Shitz, de Hanokh Levin.

Artistes de la faim ++

Hier j'ai été voir Shitz. J'avais très peur du côté "comédie musicale" mais grâce au talent du compositeur (Philippe Miller) et à la qualité de l'interprétation, j'ai pu passer outre le traumatisme causé par Hair Spray. C'est du théâtre à mi chemin entre du cabaret Yiddish et du Genet, aussi bizarre que cela puisse paraître. Car on ne parle ici, avec un certain humour, que de la glauquitude de la nature humaine. C'est chouette.

Mise en scène : Cécile Backès

mercredi 3 septembre 2008

Star Wars : The Clone Wars, de Dave Filoni

Ce n'est que pour les enfants !!! +

The Clone Wars est un super film pour enfant. Et pour les ados attardés de la Saga, c'est bien sur toujours un plaisir et une frustration (pourquoi ne voit on pas plus Yoda ? Ou est le général Grievious ? ). Une fois qu'on a dit cela, c'est une animation réussie en terme de personnages, la technique permet un vitesse des combats qui est très plaisante. De très belles scènes de combats de rue avec le général Kenobi (toujours aussi classe dans sa version dessin animé) et le Général Skywalker (toujours aussi tête de c.. il va finir par mal tourner celui-là). Comme c'est un film pour enfant, le côté sombre (sans mauvais jeu de mots) des épisodes 1, 2 et 3 est gommé. Comme c'est un film pour enfants, d'autres thématiques assez pertinentes sont abordées, le rapport à l'autorité, l'humilité que nécessite l'apprentissage, la solidarité des Jedi et des clones (l'esprit d'équipe), la nécessité de protéger les plus faibles envers et contre tout. La terrible menace de l'empire se met quand même en place, et la tension se resserre autour d'Anakyn, décidément.

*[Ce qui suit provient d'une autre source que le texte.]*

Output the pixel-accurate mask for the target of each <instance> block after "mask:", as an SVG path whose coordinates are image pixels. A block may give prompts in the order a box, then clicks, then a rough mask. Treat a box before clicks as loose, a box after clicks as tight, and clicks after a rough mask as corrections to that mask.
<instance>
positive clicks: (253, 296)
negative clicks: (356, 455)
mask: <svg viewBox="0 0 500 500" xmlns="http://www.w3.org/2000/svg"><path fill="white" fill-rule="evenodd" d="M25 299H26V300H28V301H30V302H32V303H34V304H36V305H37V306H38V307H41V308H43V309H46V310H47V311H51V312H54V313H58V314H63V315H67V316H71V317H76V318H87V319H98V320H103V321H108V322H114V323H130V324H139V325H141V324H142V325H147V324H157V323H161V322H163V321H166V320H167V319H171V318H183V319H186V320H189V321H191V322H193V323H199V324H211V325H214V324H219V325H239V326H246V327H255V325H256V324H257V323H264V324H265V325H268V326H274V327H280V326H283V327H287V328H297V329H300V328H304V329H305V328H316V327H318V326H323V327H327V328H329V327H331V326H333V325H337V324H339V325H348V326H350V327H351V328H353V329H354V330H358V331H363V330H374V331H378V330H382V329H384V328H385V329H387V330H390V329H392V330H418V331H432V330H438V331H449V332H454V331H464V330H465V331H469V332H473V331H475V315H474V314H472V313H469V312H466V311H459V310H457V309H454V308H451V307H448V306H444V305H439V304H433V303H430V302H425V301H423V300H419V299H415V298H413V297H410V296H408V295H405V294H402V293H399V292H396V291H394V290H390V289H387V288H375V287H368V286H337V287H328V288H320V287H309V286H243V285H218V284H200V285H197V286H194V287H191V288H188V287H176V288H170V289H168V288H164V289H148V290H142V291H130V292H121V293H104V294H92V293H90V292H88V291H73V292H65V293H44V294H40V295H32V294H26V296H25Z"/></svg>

Il y a beaucoup de blagues aussi, dont certaines récurrentes (entre les droïdes), ça m'a un peu gêné sur la quantité, mais ce n'est pas éloigné du comique des épisodes 4, 5 et 6. C'est parfois bon d'être un enfant même si le tout est très bavard.
On peut ensuite se poser légitimement la question de l'épisode dans la saga. Rejeton ? Produit dérivé ? Vulgarisation ? Je dis joli film pour enfants et élégante prouesse technique. Je remarque quand même dans la salle l'effet Star Wars, à savoir des grands qui ne se connaissent pas et qui se parlent quand la lumière se rallume pour échanger commentaires et analyses, pas de doute, c'est un Star Wars.